Of 84 BMI/obesity-associated CNVs catalogued from the literature, only 46 were detected in SAGE and only one, 16p12.3 deletion, was significantly associated with BMI. Speliotes et al. first reported the 16p12.3 deletion in a large-scale meta-analysis because a common BMI-decreasing allele was highly correlated with the same 21 kb deletion [9]. In the present study, the CNV was also moderately associated with obesity classes I and II. Additionally, two common CNVs on 1p36.1 and 5q13.2 were nominally associated with class II obesity. Our results did not yield additional support for the other BMI/obesity-associated CNVs, which might reflect limited power in the SAGE sample to detect the range of effect sizes, even when aggregate effects were considered. However, only 4 of the 84 CNVs identified from the literature have been associated with BMI/obesity in multiple studies. To that point, a recent study by Walters et al. attempted to replicate 18 BMI/obesity-associated CNVs and only replicated a rare 220 kb deletion on 16p11.2 [51]. Therefore, it is conceivable that the collections of CNVs examined here contained a greater number of false positives than true variants, thereby reducing the potential for replication by a risk score. Large-scale BMI/obesity-associated CNV meta-analyses are needed to validate reported variants and to accurately characterize the magnitude of their effects.

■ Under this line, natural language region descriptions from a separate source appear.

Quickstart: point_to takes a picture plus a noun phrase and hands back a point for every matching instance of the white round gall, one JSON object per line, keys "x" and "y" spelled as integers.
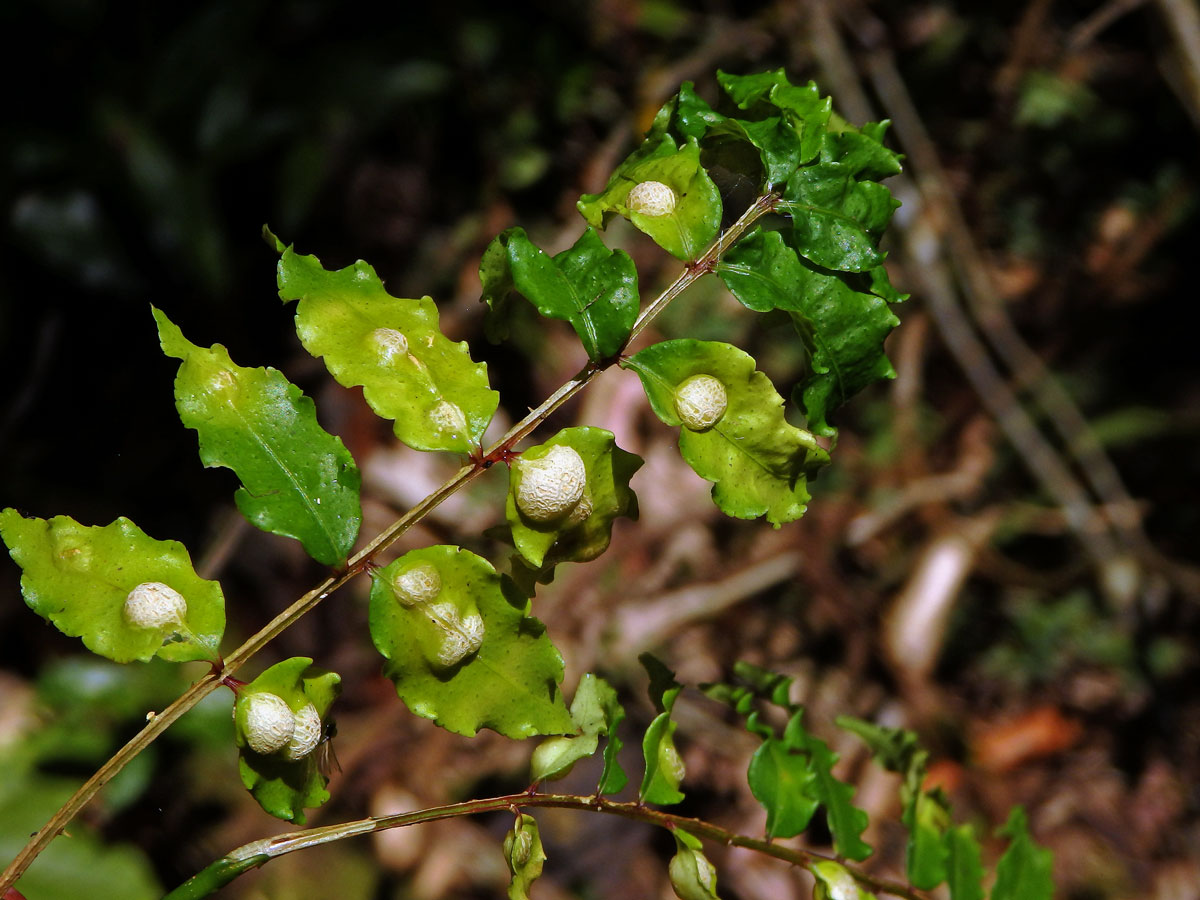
{"x": 701, "y": 401}
{"x": 651, "y": 198}
{"x": 269, "y": 723}
{"x": 305, "y": 733}
{"x": 389, "y": 343}
{"x": 418, "y": 585}
{"x": 552, "y": 486}
{"x": 155, "y": 605}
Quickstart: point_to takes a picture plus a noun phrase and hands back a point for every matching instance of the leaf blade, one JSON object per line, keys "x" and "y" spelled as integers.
{"x": 78, "y": 577}
{"x": 509, "y": 684}
{"x": 298, "y": 480}
{"x": 409, "y": 372}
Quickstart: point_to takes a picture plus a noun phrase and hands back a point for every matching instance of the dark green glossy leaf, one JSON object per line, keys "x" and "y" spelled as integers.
{"x": 757, "y": 461}
{"x": 834, "y": 882}
{"x": 687, "y": 229}
{"x": 841, "y": 325}
{"x": 801, "y": 107}
{"x": 862, "y": 151}
{"x": 964, "y": 870}
{"x": 286, "y": 787}
{"x": 594, "y": 711}
{"x": 79, "y": 579}
{"x": 525, "y": 856}
{"x": 409, "y": 372}
{"x": 585, "y": 531}
{"x": 784, "y": 783}
{"x": 465, "y": 652}
{"x": 589, "y": 286}
{"x": 775, "y": 139}
{"x": 298, "y": 480}
{"x": 1025, "y": 871}
{"x": 927, "y": 819}
{"x": 835, "y": 219}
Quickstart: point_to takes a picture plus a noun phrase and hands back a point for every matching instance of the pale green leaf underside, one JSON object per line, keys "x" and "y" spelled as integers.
{"x": 525, "y": 856}
{"x": 594, "y": 711}
{"x": 841, "y": 322}
{"x": 286, "y": 787}
{"x": 609, "y": 471}
{"x": 79, "y": 576}
{"x": 390, "y": 347}
{"x": 510, "y": 684}
{"x": 757, "y": 461}
{"x": 298, "y": 480}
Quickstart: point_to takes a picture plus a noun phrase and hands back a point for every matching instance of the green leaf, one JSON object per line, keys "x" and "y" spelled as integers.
{"x": 841, "y": 321}
{"x": 298, "y": 480}
{"x": 664, "y": 767}
{"x": 1025, "y": 871}
{"x": 589, "y": 286}
{"x": 687, "y": 231}
{"x": 784, "y": 783}
{"x": 834, "y": 882}
{"x": 286, "y": 787}
{"x": 835, "y": 219}
{"x": 409, "y": 372}
{"x": 927, "y": 819}
{"x": 525, "y": 856}
{"x": 693, "y": 877}
{"x": 757, "y": 461}
{"x": 801, "y": 107}
{"x": 594, "y": 711}
{"x": 964, "y": 870}
{"x": 846, "y": 821}
{"x": 79, "y": 577}
{"x": 612, "y": 777}
{"x": 862, "y": 151}
{"x": 778, "y": 143}
{"x": 465, "y": 651}
{"x": 583, "y": 532}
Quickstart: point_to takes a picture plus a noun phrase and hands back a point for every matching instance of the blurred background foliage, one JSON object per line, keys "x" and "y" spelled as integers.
{"x": 1045, "y": 659}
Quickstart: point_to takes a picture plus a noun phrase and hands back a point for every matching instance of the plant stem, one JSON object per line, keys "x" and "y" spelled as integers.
{"x": 257, "y": 853}
{"x": 209, "y": 683}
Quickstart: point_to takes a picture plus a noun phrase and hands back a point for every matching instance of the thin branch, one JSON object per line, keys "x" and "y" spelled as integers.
{"x": 159, "y": 723}
{"x": 259, "y": 852}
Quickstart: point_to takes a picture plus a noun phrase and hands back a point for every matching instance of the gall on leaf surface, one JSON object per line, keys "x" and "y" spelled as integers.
{"x": 575, "y": 537}
{"x": 588, "y": 286}
{"x": 757, "y": 461}
{"x": 841, "y": 318}
{"x": 595, "y": 713}
{"x": 687, "y": 231}
{"x": 78, "y": 577}
{"x": 509, "y": 684}
{"x": 298, "y": 479}
{"x": 286, "y": 787}
{"x": 409, "y": 372}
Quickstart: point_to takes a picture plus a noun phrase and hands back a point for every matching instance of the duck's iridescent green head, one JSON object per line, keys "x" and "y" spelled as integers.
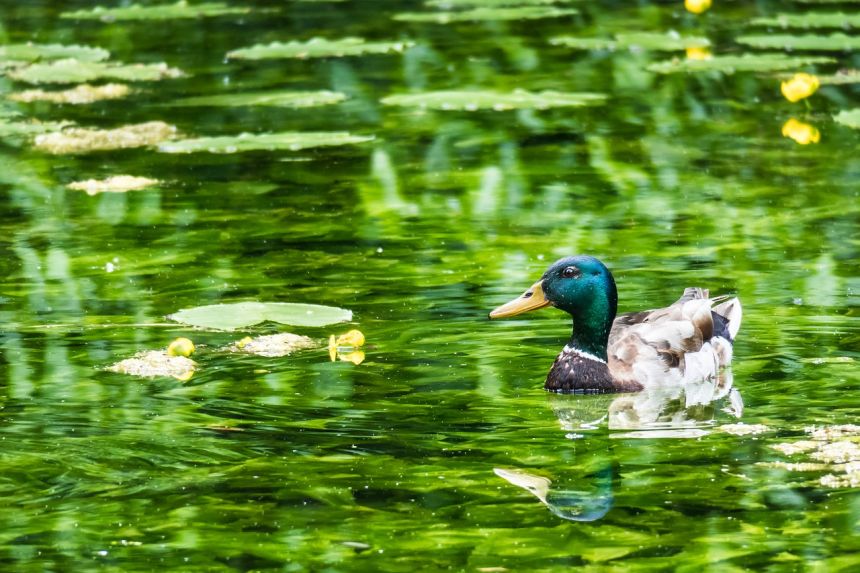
{"x": 574, "y": 284}
{"x": 581, "y": 286}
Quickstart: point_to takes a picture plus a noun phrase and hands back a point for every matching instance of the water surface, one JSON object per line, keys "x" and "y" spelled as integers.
{"x": 399, "y": 463}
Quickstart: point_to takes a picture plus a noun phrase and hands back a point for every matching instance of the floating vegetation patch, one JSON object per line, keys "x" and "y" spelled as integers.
{"x": 318, "y": 48}
{"x": 244, "y": 314}
{"x": 83, "y": 140}
{"x": 474, "y": 100}
{"x": 154, "y": 363}
{"x": 30, "y": 52}
{"x": 113, "y": 184}
{"x": 669, "y": 42}
{"x": 82, "y": 94}
{"x": 295, "y": 99}
{"x": 288, "y": 140}
{"x": 832, "y": 43}
{"x": 14, "y": 129}
{"x": 850, "y": 118}
{"x": 487, "y": 14}
{"x": 176, "y": 11}
{"x": 74, "y": 71}
{"x": 744, "y": 63}
{"x": 273, "y": 345}
{"x": 811, "y": 20}
{"x": 833, "y": 448}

We also assessed whether the integrated models were clinically useful for obesity risk prediction. A model including standard covariates, SNP-GRSS and three obesity-associated CNVs demonstrated significant discriminative ability to predict overweight and obesity classification, with maximum discriminative ability when predicting class III obesity (AUC = 0.750). Other studies using SNP-GRSS to predict obesity have incorporated 8–32 SNPs and reported AUC estimates ranging from 0.574 to 0.597 [9, 50, 5254]. Although our AUC estimates were statistically significant, they fell short of the threshold used in clinical practice for screening (0.8) and an important extension of this work is model validation in independent samples.

There are several possible extensions of the work presented here. First, SAGE participants consisted of a selected sample for substance-use behaviors. Although we have included AD and ND as covariates in all analyses, research has shown these phenotypes to have complex relationships with body composition [55, 56], and this may complicate interpretation. Future research should test for associations in both larger and population-based samples. An additional extension of this work is to incorporate variation detected from other obesity phenotypes such as waist-to-hip ratio [57, 58], extremes of the BMI trait distribution [59], and from diverse populations [14]. Additionally, fine mapping efforts are needed and will likely identify lower-frequency variants, which are typically not genotyped on commercial GWAS-arrays. Therefore a further extension of the work presented here is to include lower-frequency SNPs and INDELs identified by large-scale exome and genome sequencing efforts. Another important extension of an integrated model of BMI and obesity is to incorporate the moderating effects of the environment. At least two of the BMI-validated SNPs exhibit gene by environment interactions (GxE) [60, 61]. For example, a large meta-analysis found that in physically active adults the effect of the FTO risk allele on obesity was attenuated by 27% [62]. Given the considerable impact of the environment on body composition, future research needs to incorporate environmental variables into models of disease and risk prediction. Despite the potential limitations of the current study, this work provides a framework for integrating common and rare variation as both an alternative form of replication of genetic effects as well as for risk prediction of complex traits.